[The Ivory Trail by Talbot Mundy]@TWC D-Link bookThe Ivory Trail CHAPTER NINE 2/57
Yet by causing us to give chase he had brought us into the German net more handily than ever they had hoped.
So it was reasonable on his part to suppose that if he could betray us more completely still, he might get rewarded instead of treated as a broken tool. Yet he did not dare to approach our camp, for fear lest Fred should carry out his threat and fight.
The fight would certainly be reported by the askari on watch at the crossroads, and that would destroy his chance of making believe to be in our confidence.

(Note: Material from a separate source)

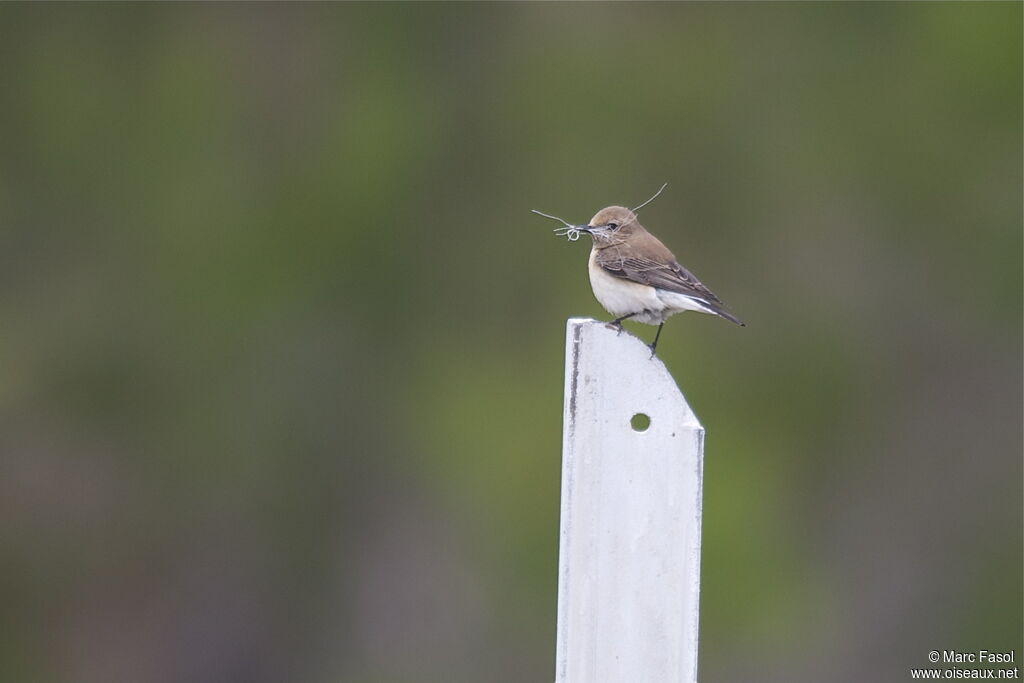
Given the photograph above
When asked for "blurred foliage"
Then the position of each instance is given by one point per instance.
(282, 345)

So he kept sending notes to me when the others were absent, even the native boy who brought them--not daring to enter our camp, but fastening the message to a stone and throwing it in through the tent door. They were strange, illiterate messages, childishly conceived, varying between straight-out offers to help us escape and dark insinuations that he knew of something it would pay us well to investigate. It was an English missionary spending three days in Muanza on his way to Lake Tanganika, who came to see what he could do for my wound and cleared up the mystery quite a little by reporting what he had heard in the non-commissioned mess, where he had been invited to eat a meal. "The Greek," he said, "is trying to curry favor by pretending he knows your plans.
If he succeeds in worming into your confidence and persuading you to make plans to escape with him, they will feel justified in putting you in jail--and that, I understand, is where they want you." "Will you do me a favor ?" I asked. He hesitated.